Tick data analytics performance in Google Cloud improves up to 18x in latest STAC benchmark
Technical Solutions Consultant, Google Cloud
The Securities Technology Analysis Center (STAC®), an organization that improves technology discovery and assessment in the finance industry through dialog and research, recently audited the STAC-M3™ benchmark suite on Google Cloud (SUT ID KDB211210). These enterprise tick-analytics benchmarks assess the ability of a solution stack such as database software, servers, and storage, to perform a variety of I/O-intensive and compute-intensive operations on historical market data.
Following up on our previous STAC-M3 benchmark audit (SUT ID KDB181001), a redesigned Google Cloud architecture leveraged the most recent version of kdb+ 4.0, the time-series database from KX, and achieved significant improvements: 35 out of 41 benchmarks ran faster in the new cluster – by up to 18x faster than Google Cloud’s prior results. Key highlights include the following:
Compared to the previous STAC-M3 Antuco suite results on Google Cloud:
Was faster in 13 of 17 mean response-time benchmarks
Was 18x faster – a 94% reduction in run time – in the version of Year-High Bid that allows caching (STAC-M3.ß1.1T.YRHIBID-2.TIME), which also set an overall record for all published results
Had 9x higher throughput in Year-High Bid (STAC-M3.ß1.1T.YRHIBID.MBPS)
Compared to the previous STAC-M3 Kanaga suite results on Google Cloud:
Was faster in 22 of 24 mean response-time benchmarks
Was over 10x faster in all four Market Snapshot workloads (STAC-M3.ß1.10T.YR[2,3,4,5]-MKTSNAP.TIME)
Had 5x the throughput in Year-High Bid involving 2 years of data (STAC-M3.ß1.1T.2YRHIBID.MBPS)
“The STAC-M3 standard was designed by financial firms to reveal the performance of tick analytics stacks.
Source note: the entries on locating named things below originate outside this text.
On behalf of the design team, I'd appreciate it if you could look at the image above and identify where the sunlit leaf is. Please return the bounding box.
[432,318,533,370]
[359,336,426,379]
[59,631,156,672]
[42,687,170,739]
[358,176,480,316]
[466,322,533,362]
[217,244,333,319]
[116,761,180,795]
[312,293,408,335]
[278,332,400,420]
Generational improvements like those exhibited by Google Cloud's most recent STAC-M3 audit, are important data points for firms evaluating new architectures for performance and scale,” said Peter Nabicht, President of STAC.
These performance results may translate to real-world advantages that may be difficult for investment firms to achieve in static and costly on-premises environments: immediate answers in high data velocity markets, more thoroughly explored research theories by adding data or new quantitative approaches, and reduced costs by releasing cloud resources more quickly.
STAC-M3: High-speed tick analytics
Designing for record-breaking results
In our STAC-M3 audit, the stack under test (SUT) was designed to take advantage of horizontal scalability in the cloud by sharding data across independent compute nodes. The cluster of 12 Google Compute Engine N2 instances was powered by Intel Cascade Lake, with each node using 32 vCPUs, 160GiB of memory, and 9TiB of local NVMe SSDs. The full STAC-M3 Antuco and Kanaga data set was split across the cluster and kdb+ scripts distributed queries between nodes.
Figure 1. Sharded kdb+ 4.0 STAC-M3 architecture on Google Cloud.
Figure 1. Sharded kdb+ 4.0 STAC-M3 architecture on Google Cloud.
This configuration was the sweet spot for this particular workload, but this architecture does not need to be limited to 12 nodes for other workloads – the data sharding algorithm could scale to any number of nodes as required by workload demands. Since scaling out the cluster in this manner increases the total pool of available storage, this architecture can continue scaling out to petabytes of storage across hundreds of nodes.
The ability to spawn large clusters with hundreds of thousands of processors on demand at low cost, and to delete the resources when jobs complete, not only changes the economics of running computations on large financial data sets, it also opens up opportunities to explore solutions to new types of problems that were previously overlooked due to the constraints of fixed hardware on-premises. You can check the pricing of this VM configuration using the Google Cloud Pricing Calculator. The costs can be reduced even further by using preemptible VMs.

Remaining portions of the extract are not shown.